There’s almost a sort of liberalism in the utopian dreams that can accompany eugenics. At least, I’m sure conservative Christians will want to make such an argument. A more sophisticated version of the argument might admit that eugenics is neither left nor right, but still (perhaps) liable to similar criticism.
The great vision of a more capable mankind, Galton tells us, is in our grasp:
There is nothing either in the history of domestic animals or in that of evolution to make us doubt that a race of sane men may be formed who shall be as much superior mentally and morally to the modern European, as the modern European is to the lowest of the Negro races. Individual departures from this high average level in an upward direction would afford an adequate supply of a degree of ability that is exceedingly rare now, and is much wanted.
Eugenics, for Galton, is not just an opportunity. It is a positive duty:
I conclude that each generation has enormous power over the natural gifts of those that follow, and maintain that it is a duty we owe to humanity to investigate the range of that power, and to exercise it in a way that, without being unwise towards ourselves, shall be most advantageous to future inhabitants of the earth.

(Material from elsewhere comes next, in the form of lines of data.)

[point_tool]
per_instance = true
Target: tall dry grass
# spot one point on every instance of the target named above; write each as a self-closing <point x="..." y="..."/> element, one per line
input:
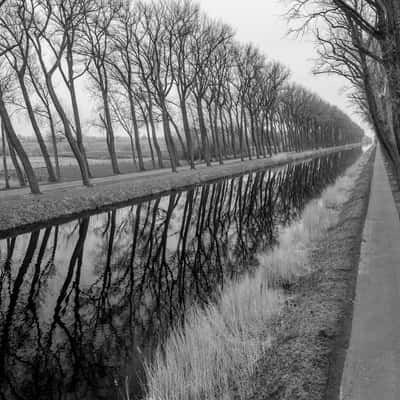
<point x="216" y="352"/>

As usual, I need to point out that the usual arguments against “racists” are wrong. Was Galton merely a chauvinist? Given that he placed the Athenian man well above the Englishman, that seems unlikely. But perhaps he was a white supremacist, merely rationalizing colonial domination and Eurocentrism? This too seems to be wrong, as Galton thought well of Chinese ability, and even came up with a proposal to make use of it:
My proposal is to make the encouragement of the Chinese settlements at one or more suitable places on the East Coast of Africa a part of our national policy, in the belief that the Chinese immigrants would not only maintain their position, but that they would multiply and their descendants supplant the inferior Negro race. I should expect the large part of the African seaboard, now sparsely occupied by lazy, palavering savages living under the nominal sovereignty of the Zanzibar, or Portugal, might in a few years be tenanted by industrious, order loving Chinese, living either as a semi-detached dependency of China, or else in perfect freedom under their own law.